This mode of energy transfer is characteristic of the CNS. In the autonomic nervous system, axons are often found covered with little or no myelin. Jumps between Schwann cells are not carried out, and the impulse passes much more slowly.

Compound

The myelin layer consists of two layers of lipids and three layers of protein. There are much more lipids in it (70-75%):

• phospholipids (up to 50%);
• cholesterol (25%);
• glaktocerebroside (20%), etc.

The protein layers are thinner than the lipid ones. The protein content in myelin is 25-30%:

• proteolipid (35-50%);
• myelin basic protein (30%);
• Wolfgram proteins (20%).

There are simple and complex proteins of the nervous tissue.
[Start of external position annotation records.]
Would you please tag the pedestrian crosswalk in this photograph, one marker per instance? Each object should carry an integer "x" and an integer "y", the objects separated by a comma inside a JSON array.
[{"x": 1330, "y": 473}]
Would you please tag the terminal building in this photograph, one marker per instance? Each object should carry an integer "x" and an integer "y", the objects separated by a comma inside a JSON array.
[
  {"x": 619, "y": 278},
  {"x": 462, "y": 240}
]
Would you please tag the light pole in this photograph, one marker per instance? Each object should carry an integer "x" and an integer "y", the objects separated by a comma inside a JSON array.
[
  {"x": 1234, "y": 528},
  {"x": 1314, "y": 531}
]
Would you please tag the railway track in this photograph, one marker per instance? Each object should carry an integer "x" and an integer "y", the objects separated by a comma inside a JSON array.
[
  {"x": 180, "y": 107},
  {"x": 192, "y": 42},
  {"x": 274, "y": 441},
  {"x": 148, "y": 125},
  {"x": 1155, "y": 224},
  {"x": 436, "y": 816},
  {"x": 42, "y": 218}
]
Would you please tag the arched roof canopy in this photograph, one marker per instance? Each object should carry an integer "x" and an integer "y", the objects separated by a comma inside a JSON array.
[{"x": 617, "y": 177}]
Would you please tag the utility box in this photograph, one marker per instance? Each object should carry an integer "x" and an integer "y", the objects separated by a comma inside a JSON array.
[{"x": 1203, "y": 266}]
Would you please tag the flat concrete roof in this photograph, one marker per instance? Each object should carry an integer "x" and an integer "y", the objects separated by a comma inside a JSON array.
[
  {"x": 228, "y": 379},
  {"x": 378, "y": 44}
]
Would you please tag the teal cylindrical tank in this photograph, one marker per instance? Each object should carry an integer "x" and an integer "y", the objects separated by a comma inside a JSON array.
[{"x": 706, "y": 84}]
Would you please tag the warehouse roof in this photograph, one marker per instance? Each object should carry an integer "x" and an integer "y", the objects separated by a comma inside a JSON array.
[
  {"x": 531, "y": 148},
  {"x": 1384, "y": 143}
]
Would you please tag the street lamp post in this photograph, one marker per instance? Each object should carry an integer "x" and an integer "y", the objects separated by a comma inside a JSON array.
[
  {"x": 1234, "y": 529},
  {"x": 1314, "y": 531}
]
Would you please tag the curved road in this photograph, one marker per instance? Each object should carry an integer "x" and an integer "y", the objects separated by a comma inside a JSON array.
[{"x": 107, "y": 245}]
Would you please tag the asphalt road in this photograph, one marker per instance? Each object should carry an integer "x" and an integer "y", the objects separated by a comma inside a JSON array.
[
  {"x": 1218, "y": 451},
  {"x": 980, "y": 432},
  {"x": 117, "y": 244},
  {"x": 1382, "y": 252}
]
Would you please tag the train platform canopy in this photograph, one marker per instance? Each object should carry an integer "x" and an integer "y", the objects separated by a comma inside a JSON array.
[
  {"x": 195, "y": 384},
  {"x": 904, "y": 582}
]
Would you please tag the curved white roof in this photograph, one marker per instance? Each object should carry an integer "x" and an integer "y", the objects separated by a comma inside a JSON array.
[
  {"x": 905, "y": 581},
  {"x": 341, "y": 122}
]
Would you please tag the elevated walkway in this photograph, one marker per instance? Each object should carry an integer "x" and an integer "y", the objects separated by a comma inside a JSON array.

The role of lipids in the structure of the shell

Lipids play a key role in the structure of the pulp membrane. They are the structural material of the nervous tissue and protect the axon from the loss of energy and ion currents. Lipid molecules have the ability to restore brain tissue after damage. Myelin lipids are responsible for the adaptation of the mature nervous system. They act as hormone receptors and communicate between cells.

The role of proteins

Of no small importance in the structure of the myelin layer are protein molecules. They, along with lipids, act as a building material of the nervous tissue. Their main task is to transport nutrients to the axon. They also decipher the signals entering the nerve cell and speed up the reactions in it. Participation in metabolism is an important function of myelin sheath protein molecules.

Myelination defects

Destruction of the myelin layer of the nervous system is a very serious pathology, due to which there is a violation of the transmission of the nerve impulse. She calls dangerous diseases often incompatible with life. There are two types of factors that influence the occurrence of demyelination:

• genetic predisposition to the destruction of myelin;
• influence on myelin of internal or external factors.
• Demyelization is divided into three types:
• acute;
• remitting;
• acute monophasic.

Why destruction occurs

Most common causes destruction of the pulpy membrane are:

• rheumatic diseases;
• a significant predominance of proteins and fats in the diet;
• genetic predisposition;
• bacterial infections;
• heavy metal poisoning;
• tumors and metastases;
• prolonged severe stress;
• bad ecology;
• pathology of the immune system;
• long-term use of neuroleptics.

Diseases due to demyelination

Demyelinating diseases of the central nervous system:

1. Canavan disease – genetic disease arising in early age. It is characterized by blindness, problems with swallowing and eating, impaired motor skills and development. Epilepsy, macrocephaly and muscular hypotension are also a consequence of this disease.
2. Binswanger's disease. Most often caused arterial hypertension. Patients expect thinking disorders, dementia, as well as violations of walking and the functions of the pelvic organs.
3. . May cause damage to several parts of the CNS. He is accompanied by paresis, paralysis, convulsions and impaired motor skills. Also, as symptoms of multiple sclerosis are behavioral disorders, weakening of the facial muscles and vocal cords, impaired sensitivity. Vision is disturbed, the perception of color and brightness changes. Multiple sclerosis is also characterized by disorders of the pelvic organs and degeneration of the brainstem, cerebellum, and cranial nerves.
4. Devic's disease- demyelination in optic nerve and spinal cord. The disease is characterized by impaired coordination, sensitivity and functions of the pelvic organs. It is distinguished by severe visual impairment and even blindness. AT clinical picture paresis, muscle weakness and autonomic dysfunction are also observed.
5. Osmotic demyelination syndrome. It occurs due to a lack of sodium in the cells. Symptoms are convulsions, personality disorders, loss of consciousness up to coma and death. The consequence of the disease are cerebral edema, hypothalamic infarction and hernia of the brain stem.
6. Myelopathy- various dystrophic changes in the spinal cord. They are characterized by muscle disorders, sensory disturbances, and pelvic organ dysfunction.
7. Leukoencephalopathy- destruction of the myelin sheath in the subcortex of the brain. Patients suffer from constant headache and epileptic seizures. There are also visual, speech, coordination, and walking impairments. Sensitivity decreases, personality and consciousness disorders are observed, dementia progresses.
8. Leukodystrophy- a genetic metabolic disorder that causes the destruction of myelin. The course of the disease is accompanied by muscle and movement disorders, paralysis, impaired vision and hearing, and progressive dementia.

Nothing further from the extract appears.